Personalpolitisches Engagement

Beim Beschäftigungszuwachs in den pharmazeutischen Kernberufen fallen zwei Entwicklungen besonders auf:

  • Die Bedeutung von weiblichen Beschäftigten in pharmazeutischen Kernberufen steigt seit 2013 kontinuierlich an.

Der hohe weibliche Beschäftigungszuwachs in pharmazeutischen Kernberufen spiegelt auch die personalpolitischen Entscheidungen und Aktivitäten der Unternehmen wider. Nicht nur attraktive Gehälter und Sozialleistungen sprechen für eine Anstellung in der Branche (Kirchhoff/Schumacher, 2021). Vielmehr setzen pharmazeutische Unternehmen bereits seit Jahren vermehrt auf flexible Arbeitszeitmodelle, Unterstützung bei der Kinderbetreuung sowie die Schaffung passender Rahmenbedingungen für einen Wiedereinstieg, um dem Wunsch vieler nach einer besseren Vereinbarkeit von Beruf und Familie zu begegnen. Über solche Angebote kann die Attraktivität von Tätigkeiten und auch Berufen erhöht werden (Jansen/Flake/Malin, 2019). Eine Vielzahl der pharmazeutischen Unternehmen strebt mittelfristig Geschlechterparität an – und das auf allen Qualifikationsniveaus. Die Instrumente, die diese dafür bereits frühzeitig zur Erreichung ihrer Zielsetzung installiert haben, scheinen inzwischen Wirkung zu zeigen. Dies sind ermutigende Entwicklungen, doch ist der Weg noch nicht zu Ende. Auch in pharmazeutischen Unternehmen scheint sich das Phänomen des „Glass-Ceiling-Effects“ zu zeigen. In den Top-Management-Positionen spiegelt sich das ausgewogene Geschlechterverhältnis bislang nicht gleichermaßen wider – doch auch dort holen Frauen auf. So ist in der Pharmaindustrie rund inzwischen jede fünfte Top-Führungskraft eine Frau – 2015 lag der Anteil erst bei 15 Prozent (PwC, 2020).

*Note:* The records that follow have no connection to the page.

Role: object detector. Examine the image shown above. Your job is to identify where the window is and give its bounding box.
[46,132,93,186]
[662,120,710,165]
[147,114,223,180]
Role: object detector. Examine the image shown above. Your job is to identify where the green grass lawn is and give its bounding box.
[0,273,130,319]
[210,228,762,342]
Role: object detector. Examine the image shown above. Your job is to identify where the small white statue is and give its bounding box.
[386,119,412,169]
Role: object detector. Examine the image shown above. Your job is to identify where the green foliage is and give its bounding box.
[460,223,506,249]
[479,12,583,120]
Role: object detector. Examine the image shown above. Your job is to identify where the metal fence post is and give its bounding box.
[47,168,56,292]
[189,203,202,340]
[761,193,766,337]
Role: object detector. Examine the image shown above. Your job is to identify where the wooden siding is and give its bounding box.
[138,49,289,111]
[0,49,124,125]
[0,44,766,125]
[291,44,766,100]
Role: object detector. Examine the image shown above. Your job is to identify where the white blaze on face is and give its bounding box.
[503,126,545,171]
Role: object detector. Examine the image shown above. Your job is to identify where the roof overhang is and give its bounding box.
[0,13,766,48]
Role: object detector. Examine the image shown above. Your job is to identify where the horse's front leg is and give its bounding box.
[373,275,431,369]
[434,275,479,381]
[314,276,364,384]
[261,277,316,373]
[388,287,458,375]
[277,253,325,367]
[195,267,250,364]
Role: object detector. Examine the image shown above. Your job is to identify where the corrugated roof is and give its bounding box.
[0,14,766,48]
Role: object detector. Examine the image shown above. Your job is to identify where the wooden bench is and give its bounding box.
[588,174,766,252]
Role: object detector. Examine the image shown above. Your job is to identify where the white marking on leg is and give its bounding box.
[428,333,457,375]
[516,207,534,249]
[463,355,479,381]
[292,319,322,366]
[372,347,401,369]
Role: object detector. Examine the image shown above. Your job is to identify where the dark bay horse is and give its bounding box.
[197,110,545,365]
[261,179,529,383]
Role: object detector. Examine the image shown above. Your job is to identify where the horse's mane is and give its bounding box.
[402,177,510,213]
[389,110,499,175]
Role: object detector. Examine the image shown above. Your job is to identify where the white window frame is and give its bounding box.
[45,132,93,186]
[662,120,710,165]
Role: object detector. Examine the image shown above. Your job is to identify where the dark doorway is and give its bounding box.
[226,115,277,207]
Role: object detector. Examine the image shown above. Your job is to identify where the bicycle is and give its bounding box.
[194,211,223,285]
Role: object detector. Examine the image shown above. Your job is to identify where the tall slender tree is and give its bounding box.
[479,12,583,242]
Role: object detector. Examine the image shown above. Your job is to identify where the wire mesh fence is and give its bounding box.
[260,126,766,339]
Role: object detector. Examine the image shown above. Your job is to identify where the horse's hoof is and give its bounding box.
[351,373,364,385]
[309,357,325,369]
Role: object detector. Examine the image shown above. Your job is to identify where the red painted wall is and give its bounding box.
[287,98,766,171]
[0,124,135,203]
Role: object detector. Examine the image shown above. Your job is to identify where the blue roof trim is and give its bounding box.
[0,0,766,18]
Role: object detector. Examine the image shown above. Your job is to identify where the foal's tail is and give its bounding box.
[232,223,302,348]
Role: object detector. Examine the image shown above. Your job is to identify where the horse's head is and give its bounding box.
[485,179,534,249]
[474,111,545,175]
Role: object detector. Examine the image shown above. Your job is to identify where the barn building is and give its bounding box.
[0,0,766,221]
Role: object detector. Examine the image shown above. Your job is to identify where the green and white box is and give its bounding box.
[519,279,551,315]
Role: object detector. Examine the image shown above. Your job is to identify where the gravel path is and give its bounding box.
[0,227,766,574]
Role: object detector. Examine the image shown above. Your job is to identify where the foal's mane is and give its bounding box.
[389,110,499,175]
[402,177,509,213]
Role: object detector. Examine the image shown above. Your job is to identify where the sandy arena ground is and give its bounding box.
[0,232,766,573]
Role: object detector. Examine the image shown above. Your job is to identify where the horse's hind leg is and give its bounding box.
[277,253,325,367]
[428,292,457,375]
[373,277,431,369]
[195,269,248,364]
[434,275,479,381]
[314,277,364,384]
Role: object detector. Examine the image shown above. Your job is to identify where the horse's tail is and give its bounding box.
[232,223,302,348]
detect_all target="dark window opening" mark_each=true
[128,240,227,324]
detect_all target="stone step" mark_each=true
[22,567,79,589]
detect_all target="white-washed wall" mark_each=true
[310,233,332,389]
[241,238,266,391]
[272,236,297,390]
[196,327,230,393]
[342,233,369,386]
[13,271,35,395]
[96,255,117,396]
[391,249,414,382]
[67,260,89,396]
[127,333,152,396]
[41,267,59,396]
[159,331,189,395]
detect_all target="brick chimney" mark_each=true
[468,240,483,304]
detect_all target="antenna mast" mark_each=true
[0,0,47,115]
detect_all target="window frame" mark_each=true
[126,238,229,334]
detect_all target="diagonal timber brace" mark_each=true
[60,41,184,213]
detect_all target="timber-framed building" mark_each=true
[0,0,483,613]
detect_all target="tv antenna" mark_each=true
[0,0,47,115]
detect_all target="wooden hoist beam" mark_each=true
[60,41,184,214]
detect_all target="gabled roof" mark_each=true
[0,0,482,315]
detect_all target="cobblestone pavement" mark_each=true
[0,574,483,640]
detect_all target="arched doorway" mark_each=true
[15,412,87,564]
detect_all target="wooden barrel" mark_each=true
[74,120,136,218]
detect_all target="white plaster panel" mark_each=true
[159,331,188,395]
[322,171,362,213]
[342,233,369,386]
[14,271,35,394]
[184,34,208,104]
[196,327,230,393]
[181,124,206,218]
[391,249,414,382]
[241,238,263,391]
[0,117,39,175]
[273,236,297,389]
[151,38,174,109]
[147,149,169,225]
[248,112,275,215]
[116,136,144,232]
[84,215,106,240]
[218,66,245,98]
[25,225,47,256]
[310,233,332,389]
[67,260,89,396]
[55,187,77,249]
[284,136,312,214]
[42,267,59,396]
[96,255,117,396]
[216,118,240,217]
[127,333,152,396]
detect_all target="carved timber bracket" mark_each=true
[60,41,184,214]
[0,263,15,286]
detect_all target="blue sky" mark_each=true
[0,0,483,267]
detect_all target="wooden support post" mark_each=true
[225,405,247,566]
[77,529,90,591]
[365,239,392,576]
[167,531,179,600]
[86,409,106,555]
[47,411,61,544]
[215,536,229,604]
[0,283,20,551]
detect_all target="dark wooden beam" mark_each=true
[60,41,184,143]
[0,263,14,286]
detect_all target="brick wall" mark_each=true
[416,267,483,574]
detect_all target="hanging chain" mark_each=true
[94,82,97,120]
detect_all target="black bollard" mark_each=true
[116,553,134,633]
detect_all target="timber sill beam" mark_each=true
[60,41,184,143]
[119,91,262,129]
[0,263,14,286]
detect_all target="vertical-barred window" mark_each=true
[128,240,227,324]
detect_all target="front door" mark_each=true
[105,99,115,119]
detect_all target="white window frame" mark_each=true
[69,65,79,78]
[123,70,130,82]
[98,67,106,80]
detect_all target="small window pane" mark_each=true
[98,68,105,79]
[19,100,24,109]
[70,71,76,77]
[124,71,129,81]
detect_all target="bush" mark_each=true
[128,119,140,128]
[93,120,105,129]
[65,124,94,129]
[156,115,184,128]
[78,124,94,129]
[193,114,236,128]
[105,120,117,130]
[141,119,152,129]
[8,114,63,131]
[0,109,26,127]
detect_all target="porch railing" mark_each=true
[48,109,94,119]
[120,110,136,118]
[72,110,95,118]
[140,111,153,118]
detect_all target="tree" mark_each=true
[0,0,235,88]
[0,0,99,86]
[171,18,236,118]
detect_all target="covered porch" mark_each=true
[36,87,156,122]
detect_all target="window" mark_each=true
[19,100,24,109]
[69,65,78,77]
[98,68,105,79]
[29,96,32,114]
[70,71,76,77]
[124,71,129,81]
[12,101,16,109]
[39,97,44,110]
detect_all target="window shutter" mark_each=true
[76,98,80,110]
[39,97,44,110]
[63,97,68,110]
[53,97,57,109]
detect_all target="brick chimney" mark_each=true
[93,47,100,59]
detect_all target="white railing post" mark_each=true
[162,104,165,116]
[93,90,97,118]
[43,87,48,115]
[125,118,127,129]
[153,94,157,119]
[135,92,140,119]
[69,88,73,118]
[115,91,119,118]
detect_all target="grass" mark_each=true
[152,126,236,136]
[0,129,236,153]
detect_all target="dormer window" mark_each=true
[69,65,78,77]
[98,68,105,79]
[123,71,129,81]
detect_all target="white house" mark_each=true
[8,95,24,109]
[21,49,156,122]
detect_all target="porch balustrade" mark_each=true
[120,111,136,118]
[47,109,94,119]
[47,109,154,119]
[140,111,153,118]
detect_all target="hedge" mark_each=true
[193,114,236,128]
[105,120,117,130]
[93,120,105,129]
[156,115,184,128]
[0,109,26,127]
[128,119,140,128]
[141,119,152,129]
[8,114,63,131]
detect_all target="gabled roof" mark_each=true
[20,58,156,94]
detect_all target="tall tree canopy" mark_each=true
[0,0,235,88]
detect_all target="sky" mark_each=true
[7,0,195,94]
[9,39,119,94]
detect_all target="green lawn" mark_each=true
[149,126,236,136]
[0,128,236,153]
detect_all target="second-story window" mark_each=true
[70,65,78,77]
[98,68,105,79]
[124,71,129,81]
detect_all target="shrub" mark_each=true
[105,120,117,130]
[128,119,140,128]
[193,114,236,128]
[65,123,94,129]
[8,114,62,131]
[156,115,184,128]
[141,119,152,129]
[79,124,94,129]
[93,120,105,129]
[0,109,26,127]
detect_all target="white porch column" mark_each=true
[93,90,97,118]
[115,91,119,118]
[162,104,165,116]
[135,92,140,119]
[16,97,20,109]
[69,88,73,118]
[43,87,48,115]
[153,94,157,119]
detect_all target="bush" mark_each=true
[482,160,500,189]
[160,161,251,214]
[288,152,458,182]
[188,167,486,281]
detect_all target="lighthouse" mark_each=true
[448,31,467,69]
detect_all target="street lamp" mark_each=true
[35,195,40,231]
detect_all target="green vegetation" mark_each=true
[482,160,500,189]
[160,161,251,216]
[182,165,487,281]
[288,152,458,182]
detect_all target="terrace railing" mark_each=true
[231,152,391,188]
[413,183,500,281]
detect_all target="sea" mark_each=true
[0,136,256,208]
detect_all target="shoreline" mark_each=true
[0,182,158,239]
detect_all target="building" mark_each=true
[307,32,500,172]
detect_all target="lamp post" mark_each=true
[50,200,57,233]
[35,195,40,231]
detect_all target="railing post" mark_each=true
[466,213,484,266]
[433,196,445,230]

  • Die Bedeutung von Teilzeitoptionen steigt auch bei den männlichen Beschäftigten.

Das Angebot flexibler Arbeitszeiten scheint nicht nur die Gruppe der Frauen anzusprechen – immer mehr Männer nutzen die Möglichkeit, einer Beschäftigung in Teilzeit nachzugehen. Die Beschäftigungsentwicklungen in den pharmazeutischen Kernberufen geht mit Ergebnissen anderer Studien zu Wunsch und Wirklichkeit bei den Arbeitszeiten konform. So arbeiten Männer zwar nach wie vor tendenziell mehr als Frauen. Doch möchten mehr Männer als Frauen ihre Arbeitszeit reduzieren, während mehr Frauen als Männer ihre Arbeitszeit ausweiten wollen (Blömer et al., 2021). Die Angebote der Unternehmen zur Flexibilisierung der Arbeitszeit und zur Vereinbarkeit kommen damit nicht nur Frauen, sondern auch Männern entgegen – und helfen so, nicht nur neue Beschäftigte zu rekrutieren, sondern auch bereits Beschäftigte in den für die Branche unerlässlichen Kernberufen langfristig zu binden.